The period of intensive increase of the collection began in the early 1970s, when the vessels of the Russian Far East research institutions (Pacific Ocean Research Institute of Fisheries and Oceanography (TINRO in Russian abbreviation), TINRO Research Fleet Base (TURNIF in Russian) and Far Eastern Scientific Center of the USSR Academy of Sciences) frequently undertook expeditions to the Southeast Asia, Australia, New Zealand, Bering, Okhotsk seas and other regions of the world. Specialists of the Far Eastern research institutions (alumni and external students of FESU) gathered numerous different marine gastropods, which formed the main body of the collection. This source of supply almost ceased in the 1990s. Small collections still came from the FESU specialists and students, private collectors and from exchanges with the other Russian and foreign museums (Natal Museum, SAR). In 1997, 1999, and in 2001 the Zoological Museum specialists gathered considerable number of gastropods during research cruises of Akademik Oparin, the research vessel belonging to the Far Eastern Branch of the Russian Academy of Sciences (FEB RAS).
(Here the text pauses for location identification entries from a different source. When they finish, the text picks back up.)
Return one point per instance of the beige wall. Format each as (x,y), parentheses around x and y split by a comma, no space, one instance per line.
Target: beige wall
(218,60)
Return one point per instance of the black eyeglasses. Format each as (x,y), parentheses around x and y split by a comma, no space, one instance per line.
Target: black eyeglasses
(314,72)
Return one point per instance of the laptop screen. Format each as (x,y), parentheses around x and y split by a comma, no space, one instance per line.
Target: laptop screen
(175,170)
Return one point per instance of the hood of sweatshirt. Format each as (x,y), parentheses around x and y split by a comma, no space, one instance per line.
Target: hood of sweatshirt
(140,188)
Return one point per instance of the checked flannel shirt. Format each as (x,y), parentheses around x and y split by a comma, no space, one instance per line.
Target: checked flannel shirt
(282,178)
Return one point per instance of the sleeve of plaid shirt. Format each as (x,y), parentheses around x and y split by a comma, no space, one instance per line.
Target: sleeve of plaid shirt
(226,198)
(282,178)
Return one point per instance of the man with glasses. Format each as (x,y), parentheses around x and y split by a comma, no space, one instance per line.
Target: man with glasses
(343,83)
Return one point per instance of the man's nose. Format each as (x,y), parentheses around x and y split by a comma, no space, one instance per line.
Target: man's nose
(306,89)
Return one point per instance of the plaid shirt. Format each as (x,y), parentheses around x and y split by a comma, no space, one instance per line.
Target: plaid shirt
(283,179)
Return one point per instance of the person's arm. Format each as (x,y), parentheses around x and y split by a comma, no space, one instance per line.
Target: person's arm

Another wave of intensive gastropod collection contributions began in the 2000s. Specialists of FESU and FEB RAS institutes took lots of shells from expeditions and private trips. Large collections also came from private collectors. For example, the collection granted to the Zoological Museum by Valentin G. Fedorey from Vladivostok almost one and half times multiplied the species diversity of gastropods (1605 lots).
It should be noted that the first gastropods received were not registered and many of them were not even labelled, which is required for scientific collections. The collection in such a state could not be effectively used for research and education. Therefore a comprehensive yet irregular registration of the incoming specimens began in the Museum in 1974. Only in 1993 the staff of the Museum began to check and list all the labels. All the gastropods were newly labelled and sorted by species, genera, and families. At present, every new specimen received is included to a special register, labelled, and listed in the taxonomic catalogue. By the late 1990s all the available data were included to a database made up by use of the ACCESS software, and this database is being regularly updated with the new supplements. As a result of this work, information necessary for a researcher may now be quickly found in the collection. All the lots stored here are still provided with original labels made by persons who collected them. These labels both provide scientific data and data on people and even whole organizations, which took part in the collection formation. Hence, almost all lots commemorate the names of those who collected them, brought them for storage, or identified the priceless museum materials. Owing to them, the Museum specialists have an opportunity (and consider it their agreeable duty) to express their deep and sincere gratitude to the people, who helped to create the largest research collection of gastropods in the Russian Far East.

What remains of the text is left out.